We then incorporated all the nontemporal explanatory variables into a multiple regression model, which was adjusted with a stepwise regression based on the Akaike information criterion (AIC). We therefore selected the model with the lowest AIC as the best, under the assumption that models presenting multicollinearity are to be rejected. Flexible models were considered for the continuous covariates; however, all covariates behaved linearly and therefore only models with linear effects were considered.

The univariate model whose explanatory variable is the TNM stage did not meet the hypothesis of risk proportionality. We therefore calculated the Kaplan-Meier estimator for the survival function and performed a log-rank test to determine any differences between the various stages.

Statistical analysis

We employed the mean and median as the central tendency statistics and the interquartile range and 90th centile as the spread indicators when describing the intervals (days). We also calculated the ratio between the mean and the secondary care interval and the total treatment interval (T14 / T5), assuming the conditions for using the test.

To estimate the global survival curve, we employed the Kaplan-Meier method and calculated the estimators associated with the tumour stages (I-II vs. III-IV), applying the log-rank test to identify differences in survival. We then adjusted the multivariate Cox models. The time variable was discretised, as were the non-temporal explanatory variables. We employed the T14 terciles and considered the mean tercile (19–25 days) as the reference level in the adjusted models.

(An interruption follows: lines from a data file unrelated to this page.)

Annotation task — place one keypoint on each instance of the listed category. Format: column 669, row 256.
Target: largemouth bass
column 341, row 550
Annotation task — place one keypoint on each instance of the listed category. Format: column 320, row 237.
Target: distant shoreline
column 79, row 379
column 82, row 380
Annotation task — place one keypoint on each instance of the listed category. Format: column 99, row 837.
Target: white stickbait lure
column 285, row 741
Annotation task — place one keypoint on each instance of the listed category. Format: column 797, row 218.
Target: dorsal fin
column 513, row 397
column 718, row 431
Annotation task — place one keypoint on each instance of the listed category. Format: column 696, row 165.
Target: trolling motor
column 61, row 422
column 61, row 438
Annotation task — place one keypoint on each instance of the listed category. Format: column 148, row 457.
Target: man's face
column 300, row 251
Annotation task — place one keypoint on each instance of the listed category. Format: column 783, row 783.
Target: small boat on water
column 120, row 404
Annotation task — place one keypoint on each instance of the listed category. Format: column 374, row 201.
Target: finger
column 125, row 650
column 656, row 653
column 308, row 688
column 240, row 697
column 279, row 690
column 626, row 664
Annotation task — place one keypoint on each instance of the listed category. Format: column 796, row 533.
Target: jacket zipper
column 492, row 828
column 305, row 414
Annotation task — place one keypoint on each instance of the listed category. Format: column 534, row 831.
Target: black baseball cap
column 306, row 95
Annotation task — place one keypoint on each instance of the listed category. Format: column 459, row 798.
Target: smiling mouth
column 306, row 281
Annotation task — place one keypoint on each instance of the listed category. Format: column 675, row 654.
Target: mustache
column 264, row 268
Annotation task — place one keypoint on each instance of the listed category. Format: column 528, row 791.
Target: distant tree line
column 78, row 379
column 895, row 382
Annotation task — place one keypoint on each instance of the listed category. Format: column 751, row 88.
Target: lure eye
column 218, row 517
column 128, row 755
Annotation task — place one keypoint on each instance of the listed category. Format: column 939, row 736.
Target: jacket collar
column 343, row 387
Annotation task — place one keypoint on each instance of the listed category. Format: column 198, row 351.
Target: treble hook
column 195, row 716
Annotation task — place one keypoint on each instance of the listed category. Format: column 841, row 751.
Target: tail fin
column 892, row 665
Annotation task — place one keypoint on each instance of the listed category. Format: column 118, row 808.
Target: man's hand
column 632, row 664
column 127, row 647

All studies were performed using the R software (R Core Team, 2015) [18], with the alpha value indicating significance at the 0.05 level.

The study was conducted according to the Helsinki Declaration guidelines and was approved by the Galician Research Ethics Committee (No. 2014/604), which officially grants patients’ rights and the adequate ethics conditions during research.

Results

The study’s convenience sample finally consisted of 223 patients, 75% of whom were men (n = 168) and with a median age of 60 years (IQR, 51.7–70.9). The mean time between symptom onset and the start of treatment (total interval T5) was 107.18 days, with a median of 78.0 days (IQR, 55.5–127.5). The mean time between the first visit to specialist care and the start of treatment (hospital setting T14) was 23.4 days, with a median of 20 days (IQR, 15.0–29.1), which represented 25% of the total interval (Table 1). The carcinomas were located mostly on the tongue (33.5%) and floor of the mouth (27.0%), and 54% of the carcinomas were diagnosed in advanced stages. Other, less frequent, locations were gingivae (13.9%), retromolar trigone (11.6%), buccal mucosa (3.7%), and hard palate (0.9%) and were grouped under the heading “others” for analysis. Table 2 lists the sample’s distribution according to the variables considered and the study interval.

Table 1. Time intervals.

Description of the total time interval (T5) and hospital interval (T14).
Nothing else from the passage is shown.